11 disk raidz1 @ 64K" (but bad IOPS so bad for DBs and small files and bad reliability)
. But reliablity could be increased with using "
11 disk raidz2 @ 64K" instead.
If you primarily want a fast but small storage I would go with a "
8 disk str. mirror @ 16K" for decent IOPS (for 16K and above IOPS like a MySQL DB wants it even would be 4x read and 8x write and sequential reads are great too) + "
3 disk raidz1 @ 16K" so you got a small second pool that even could be used for MySQL so you don'T waste those drives.
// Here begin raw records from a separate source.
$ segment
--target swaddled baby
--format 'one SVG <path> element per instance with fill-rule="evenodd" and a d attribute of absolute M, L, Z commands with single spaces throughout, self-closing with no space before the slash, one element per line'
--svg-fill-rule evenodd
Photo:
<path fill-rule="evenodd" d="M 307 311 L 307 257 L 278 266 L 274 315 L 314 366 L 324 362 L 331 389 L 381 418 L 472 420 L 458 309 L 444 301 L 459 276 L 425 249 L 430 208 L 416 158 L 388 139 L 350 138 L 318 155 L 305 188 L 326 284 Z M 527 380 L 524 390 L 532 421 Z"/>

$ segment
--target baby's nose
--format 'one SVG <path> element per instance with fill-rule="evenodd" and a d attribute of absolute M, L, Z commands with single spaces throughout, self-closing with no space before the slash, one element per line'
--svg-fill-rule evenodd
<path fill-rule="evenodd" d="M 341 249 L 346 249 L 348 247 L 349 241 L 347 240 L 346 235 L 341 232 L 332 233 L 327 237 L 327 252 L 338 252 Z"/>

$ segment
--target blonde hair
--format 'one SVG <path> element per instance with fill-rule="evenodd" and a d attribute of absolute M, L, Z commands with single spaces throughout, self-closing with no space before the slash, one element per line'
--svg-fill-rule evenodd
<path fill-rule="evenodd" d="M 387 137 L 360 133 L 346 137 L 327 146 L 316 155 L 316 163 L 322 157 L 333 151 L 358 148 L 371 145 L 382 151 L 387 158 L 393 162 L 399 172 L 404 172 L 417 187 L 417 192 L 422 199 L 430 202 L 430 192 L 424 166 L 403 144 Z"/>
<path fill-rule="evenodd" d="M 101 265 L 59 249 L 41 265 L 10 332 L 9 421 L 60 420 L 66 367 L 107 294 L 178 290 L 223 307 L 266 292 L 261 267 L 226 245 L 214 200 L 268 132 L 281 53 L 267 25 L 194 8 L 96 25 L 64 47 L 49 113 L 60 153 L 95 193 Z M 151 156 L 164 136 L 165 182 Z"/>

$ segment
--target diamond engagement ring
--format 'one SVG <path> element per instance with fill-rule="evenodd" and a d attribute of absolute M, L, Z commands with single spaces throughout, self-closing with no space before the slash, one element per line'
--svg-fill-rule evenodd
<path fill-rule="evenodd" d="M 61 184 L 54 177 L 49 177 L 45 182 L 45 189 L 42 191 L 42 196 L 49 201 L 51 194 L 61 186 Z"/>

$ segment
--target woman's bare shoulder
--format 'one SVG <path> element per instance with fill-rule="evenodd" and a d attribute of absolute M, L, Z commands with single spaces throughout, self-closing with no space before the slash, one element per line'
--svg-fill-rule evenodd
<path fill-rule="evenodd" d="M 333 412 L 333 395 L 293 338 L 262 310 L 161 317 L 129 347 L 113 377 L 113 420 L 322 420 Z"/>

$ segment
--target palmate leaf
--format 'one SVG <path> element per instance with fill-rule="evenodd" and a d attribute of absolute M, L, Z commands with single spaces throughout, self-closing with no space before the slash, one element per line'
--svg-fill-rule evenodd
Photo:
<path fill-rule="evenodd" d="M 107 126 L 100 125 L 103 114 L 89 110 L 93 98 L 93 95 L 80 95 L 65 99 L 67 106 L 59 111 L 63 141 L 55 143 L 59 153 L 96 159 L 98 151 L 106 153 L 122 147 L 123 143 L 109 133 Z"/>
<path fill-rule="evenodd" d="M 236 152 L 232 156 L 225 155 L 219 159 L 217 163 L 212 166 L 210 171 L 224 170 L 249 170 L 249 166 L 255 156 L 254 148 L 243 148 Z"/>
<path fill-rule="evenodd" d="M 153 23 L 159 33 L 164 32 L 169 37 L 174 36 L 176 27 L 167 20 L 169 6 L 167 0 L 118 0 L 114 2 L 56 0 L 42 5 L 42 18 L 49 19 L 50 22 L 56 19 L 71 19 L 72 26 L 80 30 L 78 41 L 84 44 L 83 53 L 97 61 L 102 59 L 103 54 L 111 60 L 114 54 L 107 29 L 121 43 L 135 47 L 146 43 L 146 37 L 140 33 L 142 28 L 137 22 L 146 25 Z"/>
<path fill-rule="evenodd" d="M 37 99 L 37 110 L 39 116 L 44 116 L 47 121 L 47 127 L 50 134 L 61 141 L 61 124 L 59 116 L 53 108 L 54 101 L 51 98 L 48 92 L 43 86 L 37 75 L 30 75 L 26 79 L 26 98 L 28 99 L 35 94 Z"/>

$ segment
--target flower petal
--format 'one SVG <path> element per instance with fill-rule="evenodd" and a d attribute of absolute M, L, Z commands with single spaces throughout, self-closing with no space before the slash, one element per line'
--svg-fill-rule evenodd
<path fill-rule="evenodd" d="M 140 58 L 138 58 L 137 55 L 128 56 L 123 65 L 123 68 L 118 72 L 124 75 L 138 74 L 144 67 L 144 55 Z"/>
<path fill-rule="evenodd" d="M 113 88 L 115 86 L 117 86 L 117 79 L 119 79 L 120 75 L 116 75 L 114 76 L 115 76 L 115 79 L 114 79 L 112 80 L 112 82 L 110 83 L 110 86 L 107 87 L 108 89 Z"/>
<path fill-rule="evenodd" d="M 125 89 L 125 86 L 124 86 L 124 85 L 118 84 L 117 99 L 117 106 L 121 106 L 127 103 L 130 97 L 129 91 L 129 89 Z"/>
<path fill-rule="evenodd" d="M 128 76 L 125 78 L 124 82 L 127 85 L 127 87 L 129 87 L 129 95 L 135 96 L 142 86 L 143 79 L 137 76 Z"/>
Both together would be 8.64TB of usable space.
Best allrounder would be "
4 disk str. mirror @ 8K" (small but fast pool that even could run posgres for your zvols) + "
7 disk raidz1 @ 32/64K" (big pool great for datasets with medium to big files). So that would result in 13.68TB (10.8TB for datasets + 2.88TB for zvols/datasets) of usable storage which isn't that much below the optimum of usable capacity (14.4TB) that you would get with a "
11 disk raidz1".
If you don't need that much space for zvols you can also use "
2 disk mirror @ 4/8K" + "9 disk raidz1 @ 64K".
And fusion pools might also be an option. In that case you only need to create a single pool instead of two pools.
You could basically use the same 2 options as above but instead of creating a additional mirror / striped mirror pool you could add the mirror / striped mirror as "special devices".
An example:
You create a normal raidz1 pool with 7 disks as raidz1. But than you add another 4 disks to that tool as "special devices" as a striped mirror. Now you can tell TrueNAS to store everything that uses a blocksize of for example 4k to 64K to the striped mirror and everything that is 128K or bigger to the normal raidz1. That way you only got one pool but all files bigger than 128K will be stored on that 7 disk raidz1 and all files smaller 128K (and also all zvols as long as they a vollbocksize of 64K or lower) will be stored on the 4 disk striped mirror instead. And also all metadata will be stored on that striped mirror too, so that even speeds up the 7 disk raidz1 because it won't be hit by all the IOPS caused by metadata.
You can choose for every dataset which files should be stored on the special devices by changing the datasets "special_small_blocks" attribute.
You can for example set your "special_small_blocks" to 16K. In that case all metadata, all 8K volblocksize zvols and all files smaller than 16K will be stored on that striped mirror and all files 16K or bigger will be stored on that raidz1. And you can set that for each dataset so if you don't want a dataset to use the striped mirror your could set the special_small_blocks to 0 and if you want all data to be written to that striped mirror you can set it to 1024K.
That way stuff that needs good IOPS (so zvols, small files and metadata) will be automatically stored on the fast striped mirror and all big files that just need good throughput and space efficiency will be stored on the raidz. That way data is send to that storage that will work best for that workload. As soon as your special devices are full all new small data (metadata, small files, zvols) will spill over to the raidz (so it gets slower but atleast keeps working).
So that also might be a interesting choice for your setup.
And if you got a lot of sync writes (from all your DBs) it might also be useful to get a very durable NVMe SSD with a as low as possible latency (Intel Optane would be best but also expensive) and add it as a SLOG. That way you would get a very fast write cache for sync writes boosting your pools performance even more. But its useless for async writes, so you would really need to check first if it would make sense.